Honor the heroes today
Thursday, June 6, is the 75th anniversary of one of the major turning points of World War II.
More than 160,000 Allied troops landed on the coastline of France, parachuting in and wading ashore, with the goal of beginning an assault that would free the country from occupation by Nazi Germany.
Despite a sophisticated campaign of deception, the Germans were ready. Snipers gunned down many of the troops before they even made it ashore. Others died as they attempted to run up the beach.
The Allied troops suffered losses in the thousands. Not too far from here, the little town of Bedford suffered 19 losses on D-Day, plus four more later in the Normandy campaign. Proportionally, Bedford suffered the nation’s severest D-Day losses.
Some men who now live in Suffolk were storming those beaches, too, including current resident Robert “Jack” Ewald.
He fought in the Army’s 29th Infantry Division. He was 19 years old when he stopped in the waters off that French beach to try to grab a comrade who was injured and pull him to shore. He felt a gun in his back and his captain urging him not to stop.

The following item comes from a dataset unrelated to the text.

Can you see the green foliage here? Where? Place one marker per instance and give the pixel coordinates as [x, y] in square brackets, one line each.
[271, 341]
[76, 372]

Ewald, along with other veterans, will be at an official ceremony in France this Sunday. At 94 years old, Ewald is truly blessed to be alive and to be able to travel.
However, many of the 160,000 who kicked off the Normandy campaign have not been so lucky. If they didn’t die during the assault, or during the rest of the war, many have died since. Ewald is one of a precious few that we should all treasure during the time they have left on earth.
Each year that passes, fewer and fewer of the brave men who stormed the beaches amid a hail of opposing gunfire and artillery remain with us to tell about their experience. If you meet one today, take a moment to ask him to share his story, and then shake his hand and thank him for being made of the stuff that made America great.